2. **Required Cytoscape Apps**:
Within Cytoscape, install the **StringApp** and **clusterMaker2** apps. To do this:
- Open Cytoscape
- Navigate to `Apps` \> `App Store` \> `Show App Store`
- Search for and install "StringApp" (for retrieving STRING protein interactions) and "clusterMaker2"" (for clustering network data).
*You can also view more about these apps on the [Cytoscape App Store](https://apps.cytoscape.org/).*
## Usage
To run the Cluefish workflow, you can use the `make.R` script, which serves as the 'master' script for the entire process. We recommend using this script as a template to ensure smooth and sequential execution of the workflow steps.
### Required R packages
A key feature of Cluefish is the integration of `renv` to create reproducible environments. This allows you to install the required R packages in two ways:
- Run `renv::install()` to install the most recent version of the packages listed in the `renv.lock` file.

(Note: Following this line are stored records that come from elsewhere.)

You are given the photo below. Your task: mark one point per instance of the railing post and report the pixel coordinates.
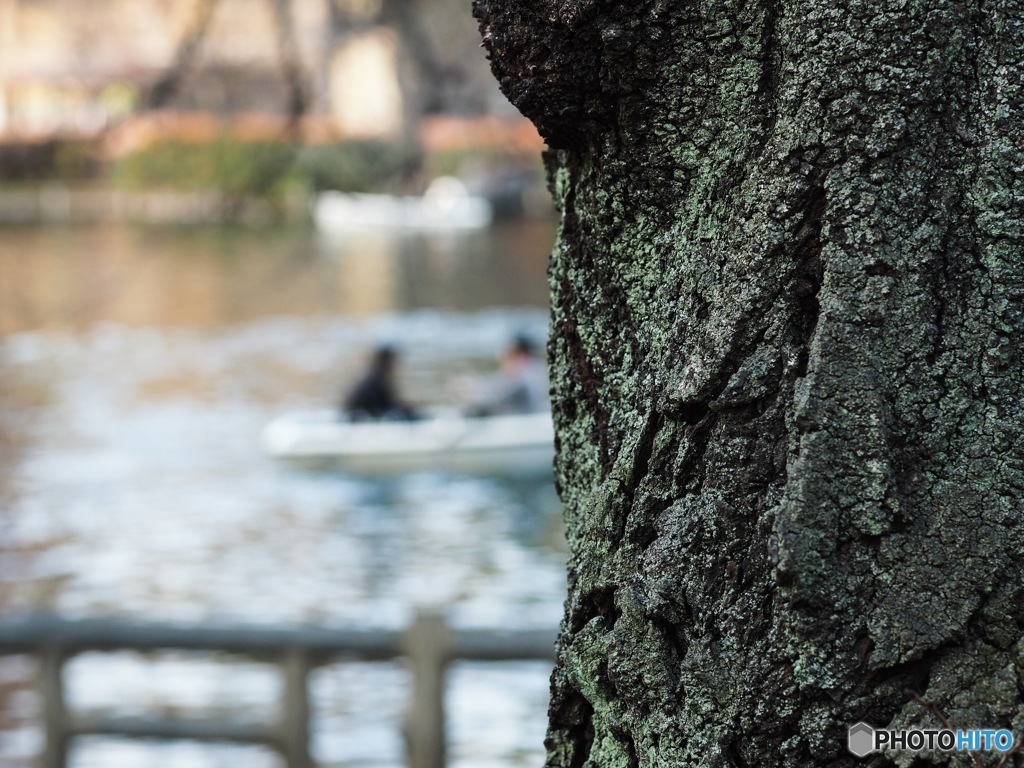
(295, 718)
(428, 643)
(51, 660)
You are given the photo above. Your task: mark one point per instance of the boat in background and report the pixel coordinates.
(445, 205)
(504, 445)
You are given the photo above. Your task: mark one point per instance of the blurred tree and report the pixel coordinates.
(787, 299)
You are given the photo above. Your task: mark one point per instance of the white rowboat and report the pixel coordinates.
(486, 445)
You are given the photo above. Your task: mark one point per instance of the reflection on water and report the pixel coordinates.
(136, 369)
(74, 278)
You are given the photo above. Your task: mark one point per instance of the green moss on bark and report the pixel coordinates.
(787, 301)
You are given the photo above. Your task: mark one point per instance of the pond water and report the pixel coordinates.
(137, 367)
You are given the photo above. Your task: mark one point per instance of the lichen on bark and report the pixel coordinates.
(787, 303)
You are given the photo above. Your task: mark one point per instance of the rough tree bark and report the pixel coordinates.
(787, 303)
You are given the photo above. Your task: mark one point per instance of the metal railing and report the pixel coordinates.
(429, 644)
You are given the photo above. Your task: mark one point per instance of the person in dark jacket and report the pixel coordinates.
(374, 396)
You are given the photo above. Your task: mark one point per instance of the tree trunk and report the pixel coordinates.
(787, 304)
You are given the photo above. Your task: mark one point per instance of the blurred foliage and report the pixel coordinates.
(241, 169)
(238, 169)
(474, 160)
(65, 160)
(357, 166)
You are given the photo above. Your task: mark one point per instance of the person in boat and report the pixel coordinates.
(520, 387)
(375, 395)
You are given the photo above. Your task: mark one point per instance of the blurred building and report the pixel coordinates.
(357, 68)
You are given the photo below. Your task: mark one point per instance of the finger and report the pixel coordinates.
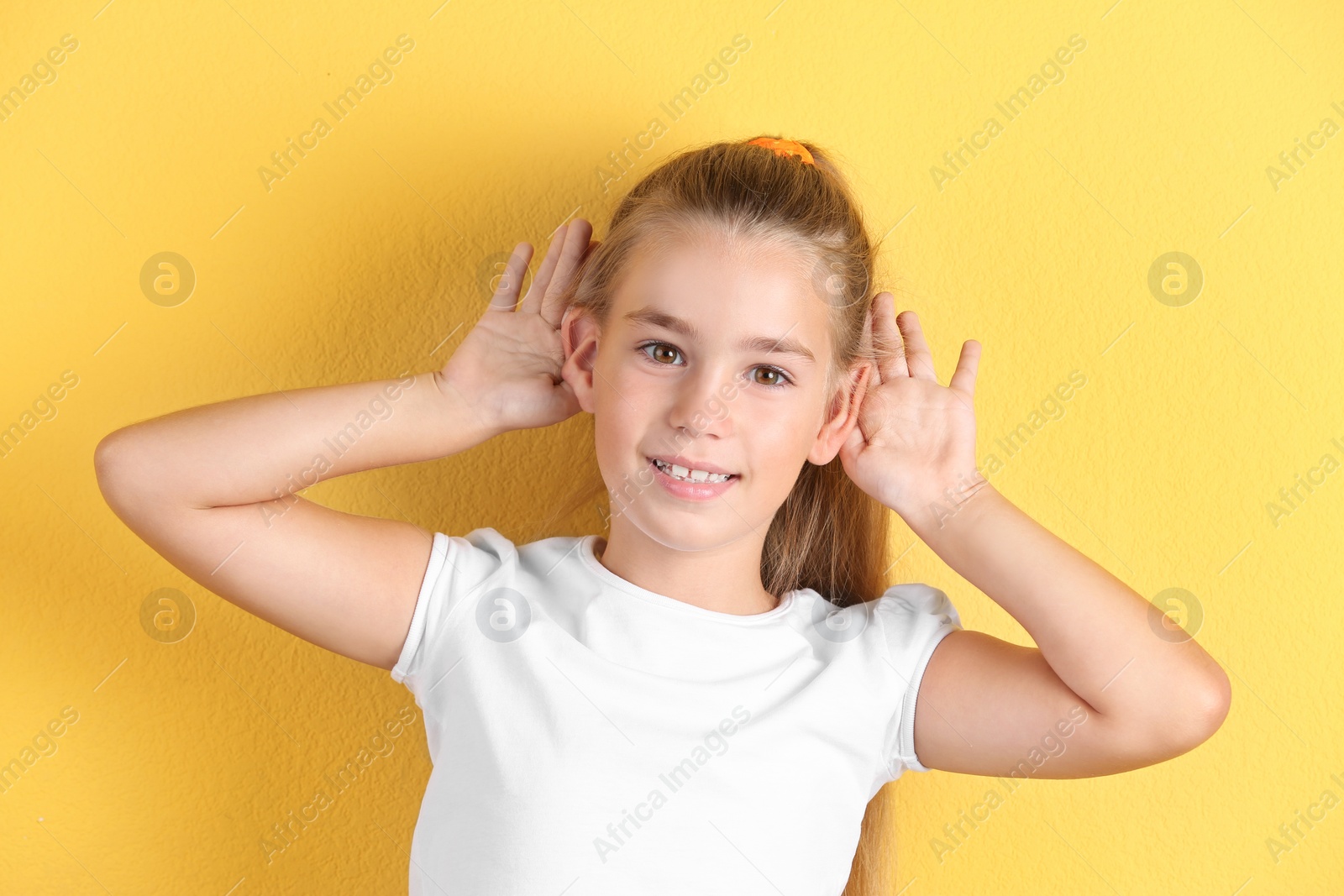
(964, 378)
(918, 356)
(578, 242)
(886, 338)
(511, 282)
(533, 301)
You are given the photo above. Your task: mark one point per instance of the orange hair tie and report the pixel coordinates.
(785, 148)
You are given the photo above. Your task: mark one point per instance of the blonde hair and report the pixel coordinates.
(828, 535)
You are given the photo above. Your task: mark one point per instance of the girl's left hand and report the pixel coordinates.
(916, 438)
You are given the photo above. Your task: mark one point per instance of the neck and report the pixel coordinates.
(725, 578)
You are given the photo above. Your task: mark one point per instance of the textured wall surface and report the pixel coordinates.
(1200, 445)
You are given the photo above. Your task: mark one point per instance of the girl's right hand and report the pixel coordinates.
(508, 367)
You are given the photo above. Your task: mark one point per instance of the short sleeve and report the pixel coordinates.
(914, 618)
(459, 570)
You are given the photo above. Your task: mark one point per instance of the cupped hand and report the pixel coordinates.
(508, 367)
(916, 439)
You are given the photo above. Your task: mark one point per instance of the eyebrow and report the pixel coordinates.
(783, 344)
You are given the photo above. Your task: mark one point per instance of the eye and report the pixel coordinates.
(662, 354)
(774, 376)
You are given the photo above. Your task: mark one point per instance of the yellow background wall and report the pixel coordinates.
(380, 244)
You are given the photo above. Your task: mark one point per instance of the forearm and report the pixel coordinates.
(268, 446)
(1095, 633)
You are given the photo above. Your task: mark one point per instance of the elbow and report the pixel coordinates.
(1202, 714)
(113, 465)
(1216, 700)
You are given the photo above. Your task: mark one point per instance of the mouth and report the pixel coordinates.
(691, 481)
(690, 473)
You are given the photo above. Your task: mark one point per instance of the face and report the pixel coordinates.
(709, 390)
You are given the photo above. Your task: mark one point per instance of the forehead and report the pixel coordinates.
(741, 284)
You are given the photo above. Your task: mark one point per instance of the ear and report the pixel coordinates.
(580, 338)
(843, 414)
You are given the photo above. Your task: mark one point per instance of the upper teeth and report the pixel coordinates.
(679, 472)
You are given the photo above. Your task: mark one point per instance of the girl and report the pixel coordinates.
(707, 698)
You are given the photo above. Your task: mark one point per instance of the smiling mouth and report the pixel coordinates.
(687, 474)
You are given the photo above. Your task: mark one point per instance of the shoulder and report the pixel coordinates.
(913, 618)
(487, 547)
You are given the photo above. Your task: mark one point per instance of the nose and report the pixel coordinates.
(702, 403)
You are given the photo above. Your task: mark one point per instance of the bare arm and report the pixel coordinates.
(1105, 689)
(213, 488)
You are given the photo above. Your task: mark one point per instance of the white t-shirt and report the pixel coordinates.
(591, 736)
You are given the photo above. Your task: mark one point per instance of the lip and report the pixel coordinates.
(691, 490)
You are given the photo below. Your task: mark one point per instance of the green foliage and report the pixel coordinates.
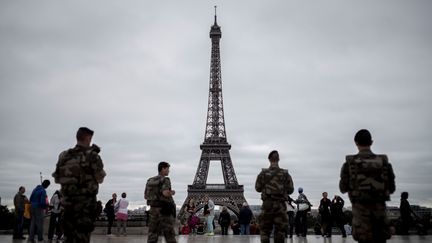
(6, 218)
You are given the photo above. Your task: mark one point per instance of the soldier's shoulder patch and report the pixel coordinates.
(349, 157)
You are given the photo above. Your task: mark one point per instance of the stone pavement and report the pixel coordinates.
(233, 239)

- For full reproducibility, run `renv::restore()` to install the exact package versions specified in the `renv.lock` file. Note that this process may take longer.
### Required inputs
Cluefish requires two key inputs:
1. **A background transcript list**: Typically, this includes the identifiers for all detected transcripts in the experiment.
2. **A deregulated transcript list**: A subset of the background list, containing the identifiers of significantly deregulated transcripts. This list can be derived using any selection method.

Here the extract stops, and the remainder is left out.